Folks, I mean, well, I mean, hey, I was on follow up exam pills and all, so.

“POW.”

“What the hell, Gia Lee? Now I need a jaw doctor and all.”

“Oops (I mean, at least Nurse Swallows is a woman and things are going in the right direction). I mean, I just slipped as I tilting your head back for these new eye drops and all. And LOL, you have to wear these funky ass dark glasses for an hour or so, so hush it and let me take care of you, Beetle Bug (kneeling on his groin), oops.”

“And why do I hear voices and feet shuffling, Gia Lee? And why does it feel like I’m on the far side of the couch? I mean, my other senses still work, like my hearing, you know.”

“Fine, a few of the crew are happy that they will be still able to tease you about being Beetle Bug and all, so they came over to celebrate with you. And by the way, if your other senses are so extra keen, well, I wouldn’t be mad if you checked out the dress that I’m wearing with your gentle hands while I squirt these new eye drops into your eyes and all. I mean, I’m ooh la, la for you tonight, Beetle Bug.”

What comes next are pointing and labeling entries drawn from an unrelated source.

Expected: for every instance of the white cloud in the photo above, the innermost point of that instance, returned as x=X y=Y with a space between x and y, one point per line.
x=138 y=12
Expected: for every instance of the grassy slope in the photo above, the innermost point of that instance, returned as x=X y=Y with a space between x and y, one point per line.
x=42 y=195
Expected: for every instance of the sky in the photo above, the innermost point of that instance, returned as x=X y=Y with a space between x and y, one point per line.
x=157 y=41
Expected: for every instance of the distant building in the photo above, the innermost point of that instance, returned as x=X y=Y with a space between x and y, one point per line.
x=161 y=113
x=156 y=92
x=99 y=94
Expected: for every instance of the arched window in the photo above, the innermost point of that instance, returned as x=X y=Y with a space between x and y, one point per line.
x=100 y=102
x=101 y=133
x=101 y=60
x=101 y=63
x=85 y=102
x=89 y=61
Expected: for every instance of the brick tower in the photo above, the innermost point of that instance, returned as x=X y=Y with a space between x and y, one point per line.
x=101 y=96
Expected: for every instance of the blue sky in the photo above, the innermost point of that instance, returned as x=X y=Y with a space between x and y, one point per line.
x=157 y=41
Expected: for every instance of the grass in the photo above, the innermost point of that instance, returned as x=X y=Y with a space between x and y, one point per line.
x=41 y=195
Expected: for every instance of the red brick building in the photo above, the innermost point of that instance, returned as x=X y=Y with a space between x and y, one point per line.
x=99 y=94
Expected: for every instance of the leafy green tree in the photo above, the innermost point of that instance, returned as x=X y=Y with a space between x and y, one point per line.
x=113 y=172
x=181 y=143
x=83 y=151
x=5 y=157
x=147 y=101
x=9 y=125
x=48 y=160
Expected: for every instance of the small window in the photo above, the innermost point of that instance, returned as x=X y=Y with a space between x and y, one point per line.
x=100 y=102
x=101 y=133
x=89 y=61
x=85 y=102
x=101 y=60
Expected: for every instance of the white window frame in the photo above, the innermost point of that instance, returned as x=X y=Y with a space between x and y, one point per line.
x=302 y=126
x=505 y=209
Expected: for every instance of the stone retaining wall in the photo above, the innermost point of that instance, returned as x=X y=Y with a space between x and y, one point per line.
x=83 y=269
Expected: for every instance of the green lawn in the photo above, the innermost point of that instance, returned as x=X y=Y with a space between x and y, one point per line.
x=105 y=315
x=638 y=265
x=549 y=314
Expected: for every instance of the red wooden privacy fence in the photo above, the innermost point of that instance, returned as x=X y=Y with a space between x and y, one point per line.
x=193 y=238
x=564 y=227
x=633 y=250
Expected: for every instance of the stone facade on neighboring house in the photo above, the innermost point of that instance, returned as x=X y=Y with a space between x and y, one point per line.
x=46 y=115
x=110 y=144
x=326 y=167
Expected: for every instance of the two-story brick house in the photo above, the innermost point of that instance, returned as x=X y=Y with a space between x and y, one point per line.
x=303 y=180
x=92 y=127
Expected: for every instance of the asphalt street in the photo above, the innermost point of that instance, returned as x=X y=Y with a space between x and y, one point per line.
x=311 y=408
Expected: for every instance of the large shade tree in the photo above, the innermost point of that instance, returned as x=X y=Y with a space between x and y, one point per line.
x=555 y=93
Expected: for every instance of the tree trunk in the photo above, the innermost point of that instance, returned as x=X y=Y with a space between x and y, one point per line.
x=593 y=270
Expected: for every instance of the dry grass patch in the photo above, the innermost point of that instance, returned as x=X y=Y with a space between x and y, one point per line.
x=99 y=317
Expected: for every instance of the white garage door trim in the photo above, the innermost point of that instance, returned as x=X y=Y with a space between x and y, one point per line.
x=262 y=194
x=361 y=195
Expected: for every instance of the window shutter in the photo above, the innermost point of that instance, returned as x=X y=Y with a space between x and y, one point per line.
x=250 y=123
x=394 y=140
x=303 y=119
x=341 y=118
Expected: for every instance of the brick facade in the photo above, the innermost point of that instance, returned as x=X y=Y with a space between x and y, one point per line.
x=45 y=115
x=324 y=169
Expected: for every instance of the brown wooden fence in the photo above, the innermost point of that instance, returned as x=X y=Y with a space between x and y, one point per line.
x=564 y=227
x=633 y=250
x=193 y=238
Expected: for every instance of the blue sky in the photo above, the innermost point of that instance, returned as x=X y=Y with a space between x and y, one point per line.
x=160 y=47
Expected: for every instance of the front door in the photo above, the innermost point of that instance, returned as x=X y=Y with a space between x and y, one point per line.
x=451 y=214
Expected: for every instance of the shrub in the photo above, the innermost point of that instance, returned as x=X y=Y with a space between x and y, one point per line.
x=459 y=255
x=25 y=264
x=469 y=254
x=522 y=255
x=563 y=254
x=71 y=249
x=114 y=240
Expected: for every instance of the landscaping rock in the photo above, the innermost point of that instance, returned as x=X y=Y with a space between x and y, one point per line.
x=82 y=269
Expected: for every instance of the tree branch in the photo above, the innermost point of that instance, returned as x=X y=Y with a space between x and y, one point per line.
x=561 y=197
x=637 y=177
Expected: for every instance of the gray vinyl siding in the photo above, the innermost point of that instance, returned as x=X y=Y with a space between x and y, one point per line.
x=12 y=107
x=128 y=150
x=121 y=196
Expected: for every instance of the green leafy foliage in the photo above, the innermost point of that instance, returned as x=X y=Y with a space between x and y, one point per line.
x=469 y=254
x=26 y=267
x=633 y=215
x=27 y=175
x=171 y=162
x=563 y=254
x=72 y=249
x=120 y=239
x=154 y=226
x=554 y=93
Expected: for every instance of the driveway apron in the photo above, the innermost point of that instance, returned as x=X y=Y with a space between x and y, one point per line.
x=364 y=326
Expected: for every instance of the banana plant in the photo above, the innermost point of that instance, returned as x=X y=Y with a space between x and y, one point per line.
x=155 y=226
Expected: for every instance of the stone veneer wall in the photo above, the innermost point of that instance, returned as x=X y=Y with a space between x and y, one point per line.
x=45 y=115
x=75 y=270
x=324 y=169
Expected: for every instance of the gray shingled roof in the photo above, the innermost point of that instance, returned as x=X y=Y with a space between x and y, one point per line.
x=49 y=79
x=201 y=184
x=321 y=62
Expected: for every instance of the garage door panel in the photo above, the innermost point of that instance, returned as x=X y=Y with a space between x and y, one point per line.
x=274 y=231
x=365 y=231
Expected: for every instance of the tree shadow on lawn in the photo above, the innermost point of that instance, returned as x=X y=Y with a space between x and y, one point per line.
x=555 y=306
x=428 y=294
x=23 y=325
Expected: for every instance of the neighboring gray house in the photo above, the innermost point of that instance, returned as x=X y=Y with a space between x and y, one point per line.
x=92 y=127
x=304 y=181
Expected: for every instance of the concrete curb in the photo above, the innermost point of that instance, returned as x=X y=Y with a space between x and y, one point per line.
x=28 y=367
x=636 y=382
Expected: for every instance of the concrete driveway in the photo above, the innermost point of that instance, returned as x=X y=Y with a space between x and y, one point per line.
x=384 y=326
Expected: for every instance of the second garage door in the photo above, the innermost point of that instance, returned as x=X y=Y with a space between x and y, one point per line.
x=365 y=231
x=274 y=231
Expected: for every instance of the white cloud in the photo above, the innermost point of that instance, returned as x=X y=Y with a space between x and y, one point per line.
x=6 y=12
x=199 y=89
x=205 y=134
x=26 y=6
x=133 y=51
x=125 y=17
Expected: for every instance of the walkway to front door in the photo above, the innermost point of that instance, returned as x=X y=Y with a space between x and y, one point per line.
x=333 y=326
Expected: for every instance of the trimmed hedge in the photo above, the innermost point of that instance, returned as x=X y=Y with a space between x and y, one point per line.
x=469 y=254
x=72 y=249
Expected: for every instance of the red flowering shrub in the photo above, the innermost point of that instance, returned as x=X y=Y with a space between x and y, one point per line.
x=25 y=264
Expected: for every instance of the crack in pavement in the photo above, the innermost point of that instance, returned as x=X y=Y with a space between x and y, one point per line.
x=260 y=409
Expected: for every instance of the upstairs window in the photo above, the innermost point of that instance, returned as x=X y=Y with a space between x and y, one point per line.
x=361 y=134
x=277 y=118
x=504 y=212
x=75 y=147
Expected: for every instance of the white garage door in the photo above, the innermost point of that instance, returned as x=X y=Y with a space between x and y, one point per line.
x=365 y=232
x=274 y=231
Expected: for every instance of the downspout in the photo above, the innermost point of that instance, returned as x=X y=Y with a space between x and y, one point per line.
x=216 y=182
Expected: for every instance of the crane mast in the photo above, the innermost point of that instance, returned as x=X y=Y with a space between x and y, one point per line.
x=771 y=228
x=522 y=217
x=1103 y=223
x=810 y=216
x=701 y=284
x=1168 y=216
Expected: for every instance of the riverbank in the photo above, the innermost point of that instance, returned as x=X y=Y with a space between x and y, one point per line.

“Well, how ooh la, la, Gia Lee?”

“Oh, risqué ooh la, la and unless you pitch a big bitch, well, we’ll check out all of your senses later after everyone leaves.”

Well, I mean, I could feel that her dress fit like a skin on a grape and all, so. Well, I felt up her dress for a few moments before she twisted away to play the perfect host of a mixer that was not supposed to happen in the first place and all. And playing the part of the perfect host meant she end up in the kitchen sooner or later, right?

“Gia Lee, can I ask you a few questions while we’re here in the kitchen?”

Sure Lockjaw, just as long as you promise to have the Baha light bar installed on my new truck by this weekend. Anyways, fire away.”

“Well, first, is this all the beer in world in this tall silver box?”

“LOL, not quite, but not bad, right? I mean, I have access to cash now and all, so.”

“Alright, well, um, I mean, you know, um?”

“The dress? Don’t worry, I’ll never show up down at the park dressed like this, but not bad, right? Well, I’ll probably wear this cool ass star studded collar and all, but trust me, this is the only time that the crew gets a chance to, well, as Darla said, bring those naughty brain imagines into focus and all, so.”